Dadurch, dass eure Tochter Hanna bei Gott ist, nimmt das ihrem Tod nicht die Bitterkeit, oder den Schmerz. Ich halte auch nicht viel von diesem Satz, dass sie jetzt an einem besseren Ort ist. Der ist ja genaugenommen richtig. Aber wenn man Vater oder Mutter ist, kann man sich halt nur schwer einen besseren Ort für die eigenen Kinder vorstellen als in den eigenen Armen. Und dass das nicht sein wird ist bitter. Aber Bonhoeffer hat Recht, wenn er sagt, dass euer Leid und der Tod in einem anderen Licht erscheinen. Ihr habt nämlich eine Zukunft, und die ist ganz wunderbar. Weil es wird einmal der Moment kommen, wo ihr eure Tochter wiedersehen werdet. Bei Gott. Und wenn ihr in seine Ewigkeit eingehen werdet, dann wird euch eine Frau entgegen treten, und sie wird euch in den Arm nehmen. Und diese Frage nach dem „Warum“, auf die ich und wohl auch niemand anders eine Antwort gehen kann, die wird sich dann nicht mehr stellen.

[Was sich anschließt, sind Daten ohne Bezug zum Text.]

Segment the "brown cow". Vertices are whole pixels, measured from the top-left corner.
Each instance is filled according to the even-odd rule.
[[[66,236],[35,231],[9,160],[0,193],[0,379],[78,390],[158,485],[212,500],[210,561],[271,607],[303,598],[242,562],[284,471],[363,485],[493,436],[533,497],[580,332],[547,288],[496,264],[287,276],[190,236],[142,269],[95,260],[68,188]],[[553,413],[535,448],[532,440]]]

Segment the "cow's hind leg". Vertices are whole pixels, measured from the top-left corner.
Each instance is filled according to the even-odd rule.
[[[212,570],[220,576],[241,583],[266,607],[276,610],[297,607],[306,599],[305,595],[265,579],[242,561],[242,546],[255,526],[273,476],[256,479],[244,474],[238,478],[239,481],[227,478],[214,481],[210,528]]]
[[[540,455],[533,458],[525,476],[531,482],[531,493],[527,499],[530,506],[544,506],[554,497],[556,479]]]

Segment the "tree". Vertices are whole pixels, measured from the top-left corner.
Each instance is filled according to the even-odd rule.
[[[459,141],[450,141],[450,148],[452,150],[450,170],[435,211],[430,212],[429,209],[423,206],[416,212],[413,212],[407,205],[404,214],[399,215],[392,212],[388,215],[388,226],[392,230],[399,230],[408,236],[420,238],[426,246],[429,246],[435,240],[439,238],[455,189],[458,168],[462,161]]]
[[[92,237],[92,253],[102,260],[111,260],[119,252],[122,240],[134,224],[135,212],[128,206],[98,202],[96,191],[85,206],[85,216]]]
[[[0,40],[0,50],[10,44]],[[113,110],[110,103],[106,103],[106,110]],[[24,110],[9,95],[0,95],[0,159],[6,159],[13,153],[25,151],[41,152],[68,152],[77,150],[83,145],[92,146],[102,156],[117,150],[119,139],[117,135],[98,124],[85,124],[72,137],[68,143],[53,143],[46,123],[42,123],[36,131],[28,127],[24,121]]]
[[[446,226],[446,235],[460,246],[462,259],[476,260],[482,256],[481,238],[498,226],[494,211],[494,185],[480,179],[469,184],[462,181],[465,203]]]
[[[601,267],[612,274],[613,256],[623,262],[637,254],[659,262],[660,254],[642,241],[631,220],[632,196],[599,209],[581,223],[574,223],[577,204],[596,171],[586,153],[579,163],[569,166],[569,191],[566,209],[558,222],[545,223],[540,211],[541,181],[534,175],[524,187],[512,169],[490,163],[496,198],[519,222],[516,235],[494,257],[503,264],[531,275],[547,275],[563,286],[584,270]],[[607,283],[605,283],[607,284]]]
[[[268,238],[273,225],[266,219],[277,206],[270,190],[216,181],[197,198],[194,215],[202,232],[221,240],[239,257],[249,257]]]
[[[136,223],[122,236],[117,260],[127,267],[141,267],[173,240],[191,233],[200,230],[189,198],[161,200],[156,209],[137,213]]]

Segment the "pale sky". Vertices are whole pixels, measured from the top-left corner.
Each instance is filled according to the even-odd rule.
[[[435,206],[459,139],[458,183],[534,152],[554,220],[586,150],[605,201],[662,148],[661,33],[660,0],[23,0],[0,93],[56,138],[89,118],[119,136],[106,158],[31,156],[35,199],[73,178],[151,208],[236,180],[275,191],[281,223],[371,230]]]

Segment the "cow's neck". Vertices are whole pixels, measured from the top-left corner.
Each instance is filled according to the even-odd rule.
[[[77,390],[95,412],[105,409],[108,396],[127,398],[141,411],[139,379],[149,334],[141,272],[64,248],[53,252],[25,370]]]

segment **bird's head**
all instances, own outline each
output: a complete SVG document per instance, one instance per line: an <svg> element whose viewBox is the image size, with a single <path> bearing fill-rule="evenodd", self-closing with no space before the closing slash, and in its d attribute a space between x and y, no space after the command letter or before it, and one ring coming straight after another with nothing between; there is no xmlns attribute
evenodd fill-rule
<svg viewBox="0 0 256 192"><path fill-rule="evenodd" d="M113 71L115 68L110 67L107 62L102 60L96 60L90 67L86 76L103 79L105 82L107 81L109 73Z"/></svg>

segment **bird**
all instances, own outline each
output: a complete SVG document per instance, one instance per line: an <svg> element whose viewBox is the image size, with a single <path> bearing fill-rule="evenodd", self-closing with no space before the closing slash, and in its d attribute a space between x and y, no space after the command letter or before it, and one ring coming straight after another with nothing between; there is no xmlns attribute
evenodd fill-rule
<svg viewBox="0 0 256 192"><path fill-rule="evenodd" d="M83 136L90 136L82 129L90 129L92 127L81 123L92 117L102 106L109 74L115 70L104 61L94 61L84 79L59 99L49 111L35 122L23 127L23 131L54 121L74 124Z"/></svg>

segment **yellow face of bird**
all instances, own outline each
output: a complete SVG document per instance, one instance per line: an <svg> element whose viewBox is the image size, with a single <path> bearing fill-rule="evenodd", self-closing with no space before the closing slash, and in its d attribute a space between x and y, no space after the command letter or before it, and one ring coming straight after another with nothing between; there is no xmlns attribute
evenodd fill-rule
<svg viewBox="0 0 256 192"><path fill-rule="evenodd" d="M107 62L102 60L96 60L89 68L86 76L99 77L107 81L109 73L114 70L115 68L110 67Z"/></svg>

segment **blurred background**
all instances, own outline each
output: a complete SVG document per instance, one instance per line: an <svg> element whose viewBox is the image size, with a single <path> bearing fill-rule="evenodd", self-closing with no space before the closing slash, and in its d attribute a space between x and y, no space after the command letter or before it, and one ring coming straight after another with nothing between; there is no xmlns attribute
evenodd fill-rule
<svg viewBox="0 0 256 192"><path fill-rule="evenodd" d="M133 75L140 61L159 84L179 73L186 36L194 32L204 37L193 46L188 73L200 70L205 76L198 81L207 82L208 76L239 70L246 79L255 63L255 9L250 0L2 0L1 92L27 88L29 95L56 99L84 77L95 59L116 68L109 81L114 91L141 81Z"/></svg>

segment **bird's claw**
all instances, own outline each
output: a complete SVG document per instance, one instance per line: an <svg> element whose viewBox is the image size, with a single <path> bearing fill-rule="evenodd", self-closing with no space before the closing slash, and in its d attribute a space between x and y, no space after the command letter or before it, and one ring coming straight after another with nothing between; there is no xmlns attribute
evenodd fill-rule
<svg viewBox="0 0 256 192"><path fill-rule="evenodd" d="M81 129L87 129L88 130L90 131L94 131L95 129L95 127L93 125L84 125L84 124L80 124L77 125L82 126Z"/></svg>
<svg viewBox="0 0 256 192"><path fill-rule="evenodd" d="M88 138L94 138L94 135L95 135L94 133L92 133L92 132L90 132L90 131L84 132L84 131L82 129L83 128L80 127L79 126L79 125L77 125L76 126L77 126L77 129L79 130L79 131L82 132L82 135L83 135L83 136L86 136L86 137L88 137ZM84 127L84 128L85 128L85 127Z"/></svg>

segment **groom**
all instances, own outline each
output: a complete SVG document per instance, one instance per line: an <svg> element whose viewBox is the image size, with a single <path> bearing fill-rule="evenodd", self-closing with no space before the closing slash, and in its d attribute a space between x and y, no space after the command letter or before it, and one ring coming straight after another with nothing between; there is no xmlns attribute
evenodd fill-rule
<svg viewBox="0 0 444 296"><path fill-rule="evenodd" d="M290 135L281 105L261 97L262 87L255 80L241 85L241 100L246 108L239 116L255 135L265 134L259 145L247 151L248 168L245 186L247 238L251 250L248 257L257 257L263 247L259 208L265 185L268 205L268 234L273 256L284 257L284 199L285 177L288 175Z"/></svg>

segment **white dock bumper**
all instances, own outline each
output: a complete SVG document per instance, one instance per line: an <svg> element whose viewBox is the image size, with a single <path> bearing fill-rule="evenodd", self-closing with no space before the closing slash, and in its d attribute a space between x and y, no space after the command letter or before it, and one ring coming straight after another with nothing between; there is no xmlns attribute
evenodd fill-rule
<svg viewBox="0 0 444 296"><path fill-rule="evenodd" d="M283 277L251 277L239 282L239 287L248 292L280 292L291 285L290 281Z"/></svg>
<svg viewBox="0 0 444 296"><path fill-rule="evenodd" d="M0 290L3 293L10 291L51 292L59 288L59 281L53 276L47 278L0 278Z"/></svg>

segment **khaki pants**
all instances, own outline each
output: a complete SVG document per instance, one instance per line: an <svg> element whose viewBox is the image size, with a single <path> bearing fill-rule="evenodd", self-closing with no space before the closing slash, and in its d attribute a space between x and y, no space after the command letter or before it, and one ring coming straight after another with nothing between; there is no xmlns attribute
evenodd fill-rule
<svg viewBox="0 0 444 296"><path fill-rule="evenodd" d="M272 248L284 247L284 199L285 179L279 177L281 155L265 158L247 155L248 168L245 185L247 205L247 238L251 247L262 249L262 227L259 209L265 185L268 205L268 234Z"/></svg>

Wie? Die letzte Frage.„Wie?“ Wie geht es weiter? Wie könnt ihr weiterleben? „Das Leben geht weiter“, heißt es so oft. Aber ich glaube es ist in Ordnung, wenn das Leben auch mal nicht weiter geht. So als würden in eurem Leben die Uhren stillstehen und die Zeit zum Erliegen kommen.Eure Tochter Hanna ist gestorben. Und ihr hattet nur wenige, zu wenige gemeinsame Stunden. Größeres Leid können Eltern nicht erleben. Nehmt euch die Zeit zum Trauern, die ihr braucht. Soviel ihr braucht. Und gebt sie euch gegenseitig. Aus eigener Erfahrung weiß ich, dass man als Ehepaar auch nicht immer synchron trauert. Mal wird die Trauer bei einem von euch vielleicht größer sein, als bei dem anderen. Und dann wieder umgekehrt. Paulus schreibt:

„Freut euch mit den Fröhlichen, weint mit den Weinenden.“ (Rö 12,15) Versucht euch sowohl auf die Trauer des anderen einzulassen, aber auch auf das Fröhliche, dass auch in eurem Leben da ist. Wer mit einem Zweijährigen zusammen lebt, der wird auch immer was haben, worüber man sich freuen kann.